LEED and the WELL Building Standard

LEED and the WELL Building Standard

By Kelly Ryan

Everyone might know what is trending on social media, but do you know what is trending in the world of building design? While LEED is still the frontrunner of green building rating systems, a new standard is increasingly becoming all the rage among designers. The WELL building standard was developed by the real estate firm Delos in 2013 and takes a human-centered approach to the process of designing a building. Like LEED, the standard has various credits that projects must achieve to become certified. The seven aspects of the WELL standard are: air, water, nourishment, light, fitness, comfort, and mind. These are centered around the concept of improving human wellness and how the office environment shapes our physical and mental health. While WELL certification may seem like just another trend to boost an organization’s brand, recent studies have shown that our office environment affects us much more then we know.
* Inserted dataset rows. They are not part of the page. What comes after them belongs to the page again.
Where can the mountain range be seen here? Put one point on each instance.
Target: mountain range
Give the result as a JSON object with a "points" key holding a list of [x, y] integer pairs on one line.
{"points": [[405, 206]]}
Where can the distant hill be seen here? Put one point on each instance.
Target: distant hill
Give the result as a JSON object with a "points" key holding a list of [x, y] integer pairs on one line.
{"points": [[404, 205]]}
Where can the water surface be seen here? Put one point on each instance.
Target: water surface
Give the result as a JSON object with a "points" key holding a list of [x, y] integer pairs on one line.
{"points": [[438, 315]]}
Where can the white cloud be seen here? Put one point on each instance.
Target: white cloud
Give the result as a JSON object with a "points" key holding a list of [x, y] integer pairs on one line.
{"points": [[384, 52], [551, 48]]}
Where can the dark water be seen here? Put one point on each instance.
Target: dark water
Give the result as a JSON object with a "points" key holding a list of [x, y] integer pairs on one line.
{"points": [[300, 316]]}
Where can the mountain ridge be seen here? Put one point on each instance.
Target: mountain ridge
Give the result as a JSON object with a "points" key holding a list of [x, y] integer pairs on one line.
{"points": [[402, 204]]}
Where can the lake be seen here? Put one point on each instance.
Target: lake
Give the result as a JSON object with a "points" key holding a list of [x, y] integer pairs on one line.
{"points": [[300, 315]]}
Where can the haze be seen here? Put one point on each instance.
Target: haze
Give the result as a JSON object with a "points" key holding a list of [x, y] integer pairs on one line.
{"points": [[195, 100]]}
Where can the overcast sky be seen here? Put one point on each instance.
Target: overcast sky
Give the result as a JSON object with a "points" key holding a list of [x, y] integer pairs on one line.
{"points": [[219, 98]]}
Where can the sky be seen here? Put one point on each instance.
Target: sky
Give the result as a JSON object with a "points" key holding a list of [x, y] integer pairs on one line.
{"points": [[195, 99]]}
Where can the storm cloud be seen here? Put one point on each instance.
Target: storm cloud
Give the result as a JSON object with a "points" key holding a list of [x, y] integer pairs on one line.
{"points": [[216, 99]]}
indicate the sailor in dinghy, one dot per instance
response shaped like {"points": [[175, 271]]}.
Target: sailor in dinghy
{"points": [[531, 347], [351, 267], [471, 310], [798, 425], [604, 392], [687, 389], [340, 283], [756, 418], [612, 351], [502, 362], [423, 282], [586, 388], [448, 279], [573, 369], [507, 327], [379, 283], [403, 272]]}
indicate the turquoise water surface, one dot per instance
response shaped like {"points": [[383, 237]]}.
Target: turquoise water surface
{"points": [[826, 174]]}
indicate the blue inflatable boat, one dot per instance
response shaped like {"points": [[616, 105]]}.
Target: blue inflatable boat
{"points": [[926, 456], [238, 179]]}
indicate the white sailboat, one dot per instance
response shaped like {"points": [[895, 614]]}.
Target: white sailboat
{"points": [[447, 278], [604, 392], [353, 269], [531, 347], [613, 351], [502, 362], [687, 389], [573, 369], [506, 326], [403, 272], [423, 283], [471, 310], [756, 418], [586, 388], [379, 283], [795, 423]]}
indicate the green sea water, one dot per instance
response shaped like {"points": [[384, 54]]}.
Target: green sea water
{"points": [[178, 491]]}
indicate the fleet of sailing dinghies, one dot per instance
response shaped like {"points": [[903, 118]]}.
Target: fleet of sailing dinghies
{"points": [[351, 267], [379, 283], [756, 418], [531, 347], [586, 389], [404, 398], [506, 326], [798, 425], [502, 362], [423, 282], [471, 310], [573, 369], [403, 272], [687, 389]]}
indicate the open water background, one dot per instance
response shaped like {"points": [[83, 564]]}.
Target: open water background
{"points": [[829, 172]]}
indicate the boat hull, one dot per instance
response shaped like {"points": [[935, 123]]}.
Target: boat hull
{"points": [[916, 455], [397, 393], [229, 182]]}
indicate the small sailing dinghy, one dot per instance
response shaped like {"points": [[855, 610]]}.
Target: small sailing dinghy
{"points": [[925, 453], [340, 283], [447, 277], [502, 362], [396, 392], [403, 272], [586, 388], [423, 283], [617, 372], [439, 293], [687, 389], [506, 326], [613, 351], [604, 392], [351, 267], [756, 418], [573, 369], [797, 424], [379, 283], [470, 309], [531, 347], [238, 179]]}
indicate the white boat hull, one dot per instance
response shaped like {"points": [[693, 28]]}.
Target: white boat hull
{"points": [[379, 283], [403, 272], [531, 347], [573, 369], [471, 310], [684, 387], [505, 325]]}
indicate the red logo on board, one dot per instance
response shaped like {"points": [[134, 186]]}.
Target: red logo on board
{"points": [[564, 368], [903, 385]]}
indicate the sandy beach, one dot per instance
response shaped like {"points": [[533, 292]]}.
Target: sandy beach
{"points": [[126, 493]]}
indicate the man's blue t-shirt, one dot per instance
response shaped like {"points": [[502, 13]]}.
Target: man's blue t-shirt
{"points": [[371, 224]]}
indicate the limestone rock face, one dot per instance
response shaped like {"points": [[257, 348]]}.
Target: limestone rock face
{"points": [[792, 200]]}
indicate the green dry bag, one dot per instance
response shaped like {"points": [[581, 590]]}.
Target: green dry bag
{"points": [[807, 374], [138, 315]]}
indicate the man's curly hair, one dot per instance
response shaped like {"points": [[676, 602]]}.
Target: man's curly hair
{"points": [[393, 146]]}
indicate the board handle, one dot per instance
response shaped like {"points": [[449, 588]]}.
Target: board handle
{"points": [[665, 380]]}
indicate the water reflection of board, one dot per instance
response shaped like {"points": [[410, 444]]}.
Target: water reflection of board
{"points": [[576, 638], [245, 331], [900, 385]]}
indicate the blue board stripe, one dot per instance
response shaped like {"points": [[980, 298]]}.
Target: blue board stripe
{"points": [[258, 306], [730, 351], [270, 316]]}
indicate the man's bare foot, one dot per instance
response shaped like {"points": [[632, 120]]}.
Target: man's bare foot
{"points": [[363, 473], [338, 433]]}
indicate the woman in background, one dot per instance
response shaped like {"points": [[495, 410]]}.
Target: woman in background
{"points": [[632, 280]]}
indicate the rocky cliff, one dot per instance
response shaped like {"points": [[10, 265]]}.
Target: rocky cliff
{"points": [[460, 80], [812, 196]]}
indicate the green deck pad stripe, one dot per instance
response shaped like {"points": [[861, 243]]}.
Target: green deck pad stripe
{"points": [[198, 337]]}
The statistic that we spend on average 90% of our time indoors, much of that at work, might not surprise you. However, do you ever think about how much this can affect things like the human immune system, productivity levels, and even the performance of a company? Spoiler alert: the office environment we spend the majority of our lives in has an enormous impact on our health, which directly influences how we work. A study from the WELL certified CBRE office in Los Angeles showed 83% of employees reporting having higher productivity levels than their previous office environment. In addition, 94% said the new space created a positive effect in the business’ performance. This productivity boost is attributable in part to healthier and happier occupants. A few aspects of WELL focus entirely on human physical and mental health, advocating for not only cleaner air and water but also healthier dining habits, fitness habits, and increasing exposure to the natural environment. Designing office layouts with workstations closer to windows allows for employees to have maximum natural light exposure. Previous studies completed on office environments with increased natural light show tremendous positive effects on our physical health including increased hours of sleep at night and decreased stress levels and anxiety.

                                                                                                                         Photo credit: Insidesource

Stepping back and analyzing whether or not WELL certification is worth the investment, it is important to remember that staff costs typically account for over 90% of business operating costs. With the office environment being such a big expense already for companies, it is becoming more and more evident that investing in staff wellness far outweigh the costs.


Though LEED and WELL have different focus areas, the WELL standard was designed to work harmoniously with LEED, with the two having a 20-30% overlap. Looking at the technical similarities between the two rating systems, almost the entirety of the indoor air quality standards for LEED corresponds with the WELL air criteria. The two also share requirements when it comes to allowing natural daylight into the building. Though complying with one does not necessarily guarantee credit for the other, this overlap may give project team the incentive they need to target both certifications.

The Future of WELL

While WELL has not yet achieved board market adoption, it’s clear that human health and wellness in the workplace is taking a high priority among millennials, who by 2020 will comprise around 40% of the workforce. Studies are showing that millennials are placing more and more value on a healthy work environment and making employment decisions based on this priority. An increasing demand for human wellness-focused work environments may lead to a higher number of companies pursuing WELL certified office spaces in the future.